The Henson Journals

Sat 13 November 1926

Volume 41, Page 240

[240]

Saturday, November 13th, 1926.

A boisterous night precluded a wet and stormy morning. After going through the correspondence I gave myself up to the composition of a sermon for tomorrow morning when I have undertaken to preach in Consett in connexion with the 60th anniversary of the consecration of the parish church by my predecessor, Bishop Baring. Consett has the reputation of being a centre of Bolshevism. It is there that there is a district known as "Little Russia".

In the afternoon I went into the Park, and spent half an hour in the rain watching a football match, S. Anne's v. Brandon Methodists. There is a general practice of linking Bible Classes to Football Clubs, the last being the sugar–plum which rewards attendance at the first! It is a system which plainly lends itself to damaging criticism.
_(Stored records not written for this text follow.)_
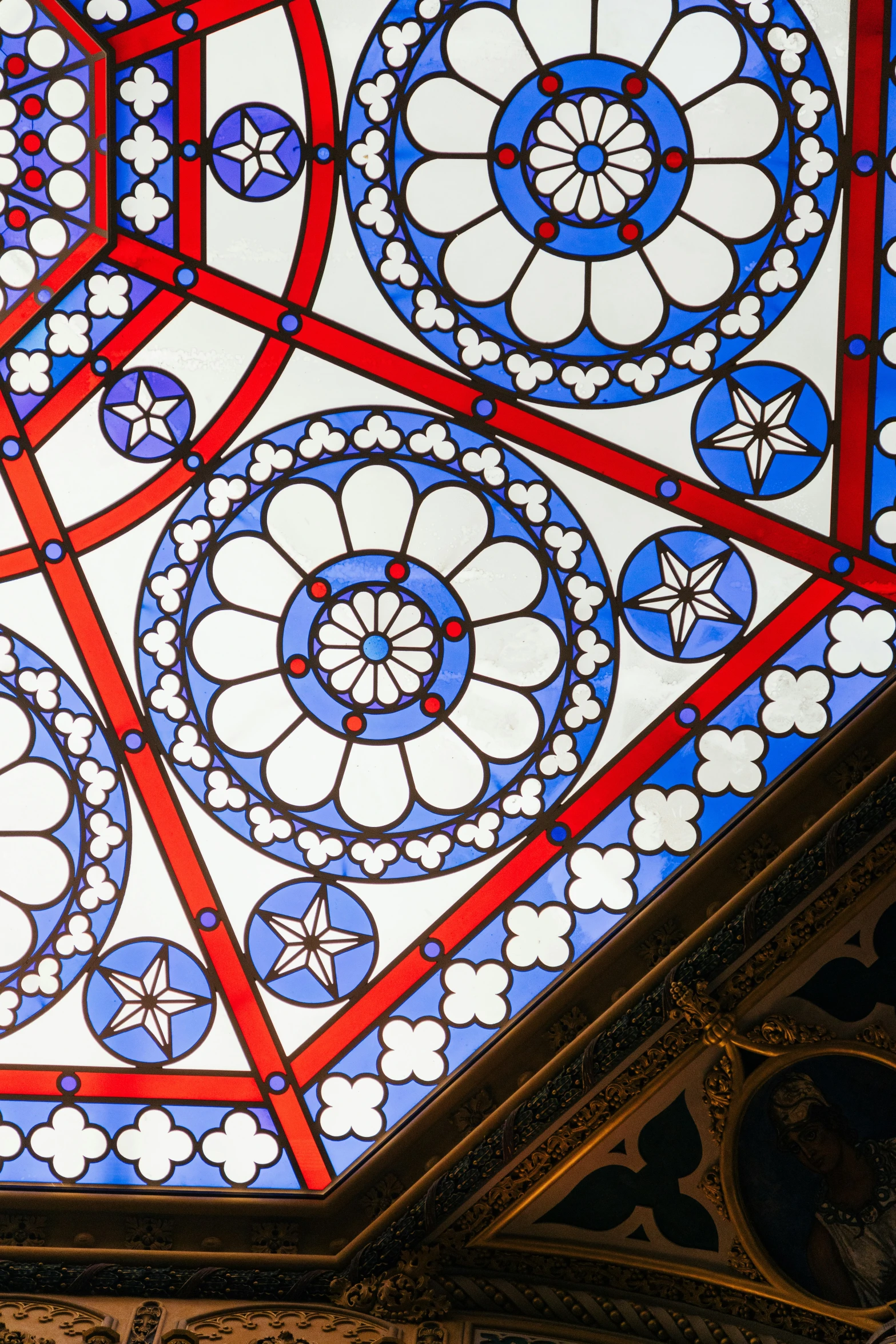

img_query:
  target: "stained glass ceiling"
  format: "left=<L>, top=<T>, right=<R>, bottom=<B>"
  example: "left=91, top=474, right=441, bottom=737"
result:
left=0, top=0, right=896, bottom=1194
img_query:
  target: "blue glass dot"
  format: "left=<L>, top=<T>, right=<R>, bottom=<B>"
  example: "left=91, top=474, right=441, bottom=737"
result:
left=361, top=634, right=388, bottom=663
left=575, top=145, right=607, bottom=172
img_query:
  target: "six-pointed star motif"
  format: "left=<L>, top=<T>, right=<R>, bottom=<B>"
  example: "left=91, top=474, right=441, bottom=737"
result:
left=107, top=376, right=183, bottom=448
left=709, top=380, right=819, bottom=491
left=265, top=887, right=371, bottom=999
left=219, top=112, right=289, bottom=191
left=626, top=542, right=740, bottom=657
left=103, top=949, right=208, bottom=1055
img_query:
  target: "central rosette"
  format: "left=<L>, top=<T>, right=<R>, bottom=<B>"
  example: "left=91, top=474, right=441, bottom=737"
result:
left=527, top=94, right=655, bottom=224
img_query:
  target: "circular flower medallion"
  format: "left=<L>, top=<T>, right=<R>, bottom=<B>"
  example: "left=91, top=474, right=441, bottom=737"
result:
left=0, top=632, right=128, bottom=1032
left=693, top=364, right=830, bottom=499
left=140, top=411, right=614, bottom=881
left=347, top=0, right=839, bottom=404
left=99, top=368, right=193, bottom=462
left=247, top=880, right=376, bottom=1004
left=85, top=938, right=215, bottom=1064
left=619, top=527, right=755, bottom=661
left=211, top=102, right=305, bottom=200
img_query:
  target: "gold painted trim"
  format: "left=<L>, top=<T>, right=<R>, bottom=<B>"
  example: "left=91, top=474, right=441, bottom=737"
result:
left=719, top=1040, right=896, bottom=1329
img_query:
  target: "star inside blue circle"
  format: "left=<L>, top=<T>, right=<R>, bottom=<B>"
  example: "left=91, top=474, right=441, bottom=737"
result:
left=211, top=102, right=305, bottom=200
left=620, top=528, right=755, bottom=661
left=693, top=364, right=830, bottom=499
left=85, top=938, right=214, bottom=1064
left=247, top=879, right=376, bottom=1004
left=99, top=368, right=193, bottom=462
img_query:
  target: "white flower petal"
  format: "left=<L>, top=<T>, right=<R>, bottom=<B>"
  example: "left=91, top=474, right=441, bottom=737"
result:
left=266, top=481, right=345, bottom=572
left=407, top=485, right=489, bottom=574
left=405, top=158, right=497, bottom=234
left=192, top=607, right=280, bottom=681
left=453, top=542, right=541, bottom=621
left=643, top=215, right=735, bottom=308
left=0, top=761, right=71, bottom=833
left=596, top=0, right=672, bottom=66
left=343, top=462, right=414, bottom=551
left=473, top=615, right=562, bottom=686
left=449, top=677, right=539, bottom=761
left=339, top=742, right=408, bottom=826
left=681, top=164, right=776, bottom=238
left=511, top=251, right=591, bottom=345
left=650, top=9, right=740, bottom=104
left=445, top=5, right=535, bottom=98
left=211, top=673, right=302, bottom=751
left=404, top=723, right=485, bottom=812
left=404, top=75, right=497, bottom=154
left=211, top=536, right=301, bottom=615
left=0, top=696, right=31, bottom=770
left=0, top=836, right=71, bottom=908
left=442, top=214, right=532, bottom=304
left=685, top=82, right=778, bottom=158
left=591, top=253, right=665, bottom=345
left=265, top=719, right=345, bottom=808
left=0, top=896, right=34, bottom=967
left=516, top=0, right=591, bottom=66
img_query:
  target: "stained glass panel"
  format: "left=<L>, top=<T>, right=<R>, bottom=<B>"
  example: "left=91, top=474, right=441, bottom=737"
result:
left=0, top=0, right=896, bottom=1194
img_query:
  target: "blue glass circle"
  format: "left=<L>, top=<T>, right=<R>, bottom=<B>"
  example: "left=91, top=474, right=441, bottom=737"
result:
left=85, top=938, right=215, bottom=1064
left=247, top=879, right=376, bottom=1004
left=692, top=364, right=830, bottom=499
left=99, top=368, right=193, bottom=462
left=619, top=527, right=755, bottom=663
left=361, top=634, right=389, bottom=663
left=211, top=102, right=305, bottom=200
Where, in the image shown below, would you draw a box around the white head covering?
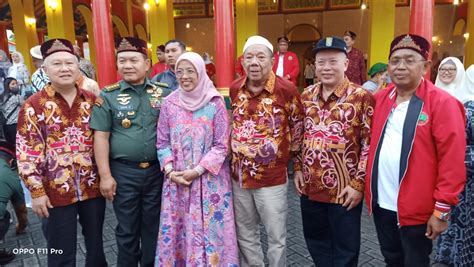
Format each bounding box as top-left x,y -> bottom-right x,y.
455,64 -> 474,103
242,35 -> 273,53
12,51 -> 25,66
435,57 -> 466,96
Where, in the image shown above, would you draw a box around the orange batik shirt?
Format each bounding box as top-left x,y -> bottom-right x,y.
301,78 -> 375,204
230,72 -> 303,189
16,85 -> 100,207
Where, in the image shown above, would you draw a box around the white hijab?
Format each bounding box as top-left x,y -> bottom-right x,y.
435,57 -> 466,96
456,64 -> 474,103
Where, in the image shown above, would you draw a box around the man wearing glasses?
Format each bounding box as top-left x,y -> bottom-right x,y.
366,34 -> 466,266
Miss Headlam arrived on a short visit. She too grows old. The evening paper reports that the miners have voted by a substantial, but not a large, majority to accept the Government's terms. The owners, though chagrined & reluctant, will hardly protract their opposition. It seems reasonable, therefore, to suppose that the most imbecile industrial conflict on record has at last reached its end. The injury to British trade must be enormous: it may well be irreparable. The Manchester Guardian has a most disconcerting account of the condition of the textile industry in Lancashire. It is hard to resist the conclusion that the days of that great industry are numbered. The conditions have always been perilously artificial. Now that sentimental Socialism has been added to natural disadvantages, it hardly seems possible for the Industry to continue on anything like its present scale. But what can be done with the work–people?